Expliquer le choix des espèces et les stades de développement y afférents.
Ce projet implique l’utilisation d’organismes vivants dotés d’un système nerveux central permettant l’intégration des perceptions sensorielles. Ces organismes vivants doivent par ailleurs pouvoir présenter des crises épileptiques. La souris est un modèle adapté qui répond à ces deux critères. Par ailleurs, l’utilisation de souris comme modèle animal est nécessaire pour permettre l’application des outils de manipulation ciblée des circuits neuronaux qui nous permettront d’avancer dans la compréhension des mécanismes de l’épilepsie. Ces outils sont mieux établis chez cet animal que dans d’autres espèces. Par ailleurs le modèle souris possède un système auditif similaire à l’homme et est suffisant pour l’exploration de mécanismes fondamentaux. Le stade de développement est un point crucial dans la susceptibilité des souris aux crises audiogènes. La susceptibilité maximale des souris étudiées à la procédure de « priming » (procédure qui confère la susceptibilité aux crises audiogènes après une exposition à un son bref et intense au cours de leur développement) entre 13 et 25 jours post-natal, et idéalement au 18ème jour.
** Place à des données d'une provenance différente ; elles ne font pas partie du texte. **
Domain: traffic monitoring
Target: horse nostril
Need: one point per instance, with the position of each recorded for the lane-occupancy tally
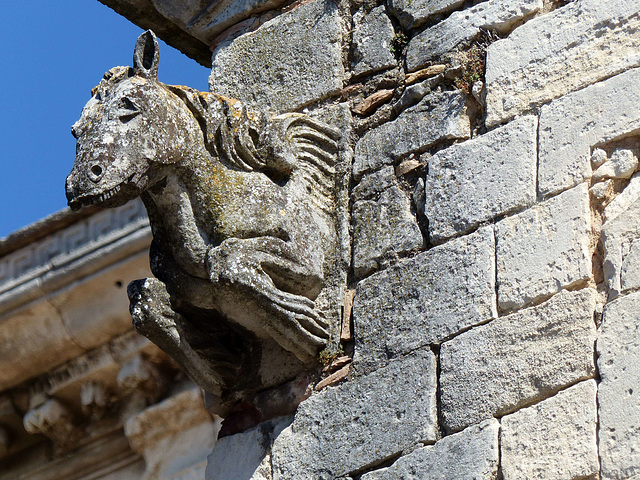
(96, 172)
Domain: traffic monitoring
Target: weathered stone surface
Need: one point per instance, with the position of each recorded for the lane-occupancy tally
(468, 455)
(425, 299)
(618, 350)
(554, 439)
(439, 116)
(365, 420)
(372, 35)
(246, 455)
(382, 225)
(413, 13)
(620, 232)
(565, 50)
(493, 369)
(622, 164)
(544, 249)
(630, 274)
(461, 27)
(475, 181)
(570, 126)
(373, 101)
(288, 62)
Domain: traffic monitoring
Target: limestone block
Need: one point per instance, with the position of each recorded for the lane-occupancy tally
(413, 13)
(557, 53)
(461, 27)
(365, 420)
(382, 226)
(496, 368)
(288, 62)
(544, 249)
(468, 455)
(439, 116)
(570, 126)
(372, 35)
(246, 455)
(474, 181)
(618, 349)
(554, 439)
(425, 299)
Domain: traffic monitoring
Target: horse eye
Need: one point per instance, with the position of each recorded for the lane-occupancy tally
(129, 105)
(128, 110)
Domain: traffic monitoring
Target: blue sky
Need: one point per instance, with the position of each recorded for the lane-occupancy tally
(53, 52)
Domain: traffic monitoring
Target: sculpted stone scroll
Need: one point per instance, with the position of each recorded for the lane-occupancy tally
(241, 206)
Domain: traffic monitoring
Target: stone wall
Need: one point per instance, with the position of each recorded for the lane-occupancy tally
(495, 240)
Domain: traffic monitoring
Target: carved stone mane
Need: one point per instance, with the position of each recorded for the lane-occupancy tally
(241, 206)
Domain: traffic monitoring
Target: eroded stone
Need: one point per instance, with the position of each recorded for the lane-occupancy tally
(468, 455)
(246, 455)
(623, 164)
(554, 439)
(570, 126)
(475, 181)
(382, 226)
(288, 62)
(425, 299)
(463, 26)
(413, 13)
(494, 369)
(363, 421)
(620, 231)
(557, 53)
(618, 350)
(544, 249)
(372, 35)
(439, 116)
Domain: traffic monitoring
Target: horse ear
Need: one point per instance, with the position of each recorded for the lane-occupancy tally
(146, 55)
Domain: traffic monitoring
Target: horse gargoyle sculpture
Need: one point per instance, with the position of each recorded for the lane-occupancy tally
(240, 206)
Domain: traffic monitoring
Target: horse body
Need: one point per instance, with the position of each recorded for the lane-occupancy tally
(238, 233)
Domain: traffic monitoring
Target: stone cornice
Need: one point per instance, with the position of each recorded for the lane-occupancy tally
(50, 262)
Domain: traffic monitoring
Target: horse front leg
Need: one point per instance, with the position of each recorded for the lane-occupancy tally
(154, 317)
(271, 279)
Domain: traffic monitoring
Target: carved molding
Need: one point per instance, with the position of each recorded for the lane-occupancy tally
(176, 435)
(58, 250)
(53, 420)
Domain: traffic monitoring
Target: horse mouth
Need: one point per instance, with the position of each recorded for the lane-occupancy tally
(92, 199)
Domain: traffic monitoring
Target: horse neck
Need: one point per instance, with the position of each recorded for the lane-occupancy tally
(174, 212)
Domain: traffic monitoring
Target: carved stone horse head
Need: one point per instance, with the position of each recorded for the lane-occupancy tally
(130, 127)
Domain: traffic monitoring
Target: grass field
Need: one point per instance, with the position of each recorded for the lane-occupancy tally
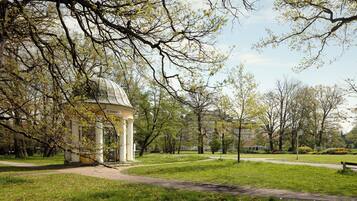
(169, 158)
(36, 159)
(330, 159)
(309, 158)
(76, 187)
(296, 178)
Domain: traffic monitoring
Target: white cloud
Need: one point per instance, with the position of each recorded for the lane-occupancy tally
(254, 59)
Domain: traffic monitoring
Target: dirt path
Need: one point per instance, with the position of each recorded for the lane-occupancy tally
(117, 174)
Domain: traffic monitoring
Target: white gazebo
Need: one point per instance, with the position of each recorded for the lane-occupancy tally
(113, 141)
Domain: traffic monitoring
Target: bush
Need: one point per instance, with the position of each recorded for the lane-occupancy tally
(304, 150)
(215, 145)
(339, 151)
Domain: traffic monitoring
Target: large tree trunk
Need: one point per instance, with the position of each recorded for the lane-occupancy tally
(19, 141)
(271, 142)
(200, 149)
(281, 139)
(239, 141)
(293, 139)
(179, 145)
(224, 149)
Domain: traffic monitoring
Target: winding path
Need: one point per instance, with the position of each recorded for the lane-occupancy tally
(117, 174)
Il existe également une fenêtre temporelle de susceptibilité au « kindling » (expansion progressive du réseau épileptique par expositions sonores répétées) se situant entre le 21ème et le 30ème jour post-natal. Ainsi, nous réaliserons le « priming » au 18ème jour et le « kindling » au 23ème au 30ème jour. Une injection intracérébrale sera réalisé chez le souriceau à P1-P3, sous anesthésie générale, pour permettre une expression homogène et diffuse. La procédure chirurgicale principale sera réalisée à la 8ème semaine post-natale, et les expériences d’activation ou d’inhibition des différentes structures, couplées à la neurophysiologie, seront réalisées 5 semaines plus tard (environ 13ème semaine post-natale).